Car la vision du monde d’Emmanuel Macron est assumée, claironnée : l’entreprise est le modèle de la société, de l’Etat, de la Nation start-up, comme de l’individu. Elle en est « le foyer d’expérience » à partir duquel doit s’organiser le gouvernement de soi et des autres. Pour mettre en œuvre cette politique de réformes structurales, Emmanuel Macron construit méthodiquement l’édifice d’un pouvoir vertical adossé à une architecture numérique de gouvernement d’individus-masse invités à se transformer en auto-entrepreneurs d’eux-mêmes.

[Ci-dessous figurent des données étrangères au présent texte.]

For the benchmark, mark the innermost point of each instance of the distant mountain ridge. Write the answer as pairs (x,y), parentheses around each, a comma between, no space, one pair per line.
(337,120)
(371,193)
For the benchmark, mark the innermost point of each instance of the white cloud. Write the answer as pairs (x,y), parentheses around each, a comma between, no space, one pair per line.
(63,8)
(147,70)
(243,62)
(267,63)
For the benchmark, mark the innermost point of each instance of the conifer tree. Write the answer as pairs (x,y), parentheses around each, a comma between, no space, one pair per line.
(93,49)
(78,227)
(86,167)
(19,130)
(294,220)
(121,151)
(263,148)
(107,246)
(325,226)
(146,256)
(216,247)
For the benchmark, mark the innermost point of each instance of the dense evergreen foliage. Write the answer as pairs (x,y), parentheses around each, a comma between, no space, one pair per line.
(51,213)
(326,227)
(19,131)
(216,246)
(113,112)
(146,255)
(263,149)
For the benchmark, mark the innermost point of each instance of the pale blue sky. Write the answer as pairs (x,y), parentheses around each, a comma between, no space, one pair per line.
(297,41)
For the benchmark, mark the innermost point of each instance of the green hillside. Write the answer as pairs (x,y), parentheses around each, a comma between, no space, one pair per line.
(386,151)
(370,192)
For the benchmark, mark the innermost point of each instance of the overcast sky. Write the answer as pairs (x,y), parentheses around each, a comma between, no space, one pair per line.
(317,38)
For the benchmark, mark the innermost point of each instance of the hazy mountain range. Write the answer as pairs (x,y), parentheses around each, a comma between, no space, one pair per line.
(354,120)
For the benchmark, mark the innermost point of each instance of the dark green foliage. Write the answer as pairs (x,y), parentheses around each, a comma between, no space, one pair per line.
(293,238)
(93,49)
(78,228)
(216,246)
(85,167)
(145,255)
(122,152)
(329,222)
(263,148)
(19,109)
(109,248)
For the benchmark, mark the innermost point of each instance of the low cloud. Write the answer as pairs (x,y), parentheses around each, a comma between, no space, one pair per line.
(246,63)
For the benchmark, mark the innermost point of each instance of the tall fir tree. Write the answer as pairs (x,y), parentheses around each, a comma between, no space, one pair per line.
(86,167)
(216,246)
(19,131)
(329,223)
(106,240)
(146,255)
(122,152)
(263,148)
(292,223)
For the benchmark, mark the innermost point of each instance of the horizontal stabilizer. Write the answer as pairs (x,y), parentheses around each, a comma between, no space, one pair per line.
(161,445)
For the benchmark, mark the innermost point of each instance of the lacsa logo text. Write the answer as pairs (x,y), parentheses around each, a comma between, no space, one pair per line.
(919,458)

A cette conception « bonapartiste » dans la manière de gouverner, à cette vision néolibérale du monde prônant la subordination de toutes les normes de vie à la logique des marchés financiers, l’appareil d’Etat apporte un soutien constant. Il le fait d’une part grâce à l’autorité de ses agences, d’autre part en frayant avec les réseaux sociaux, privilégiés en lieu et place des corps intermédiaires que le nouveau pouvoir écarte. Dans un Palais des Glaces où se reflète à tous les niveaux l’image du Président, le pari est que le pays ne réussira à s’imposer dans la compétition internationale qu’à la condition d’opérer une hybridation entre la technocratie étatique et les règles d’un marché globalisé au moyen d’un appareil de pouvoir autoritaire soutenu par la puissance des algorithmes. L’avenir nous dira si ce pari hautement risqué a des chances de réussir.
Du point de vue de l’auteur, cette politique risque de conduire à une nouvelle forme de totalitarisme en miroir des totalitarismes du XXe siècle. Cette gestion algorithmique des masses contrôlée par un monarque néolibéral entouré d’une nouvelle oligarchie technicofinancière expose le sujet humain dans le grain le plus fin de son existence à devoir lui-même se transformer en machine performante et sans cesse augmentée par la greffe de nouvelles technologies. Quand notre existence sociale s’élèvera avec les briques numériques, où seront les citoyens ?
Au-delà d’une analyse des politiques qui déterminent aujourd’hui le gouvernement de soi et des autres, l’ouvrage propose une réflexion sur la nature et l’origine du pouvoir. Le paradigme politique actuel est en voie d’épuisement, mais rien de nouveau ne saurait s’inventer sans une analyse psychopathologique et sociale de notre relation au pouvoir. Le désir de démocratie suppose un certain courage, courage fraternel de pouvoir dire ensemble que « l’Empereur est nu ».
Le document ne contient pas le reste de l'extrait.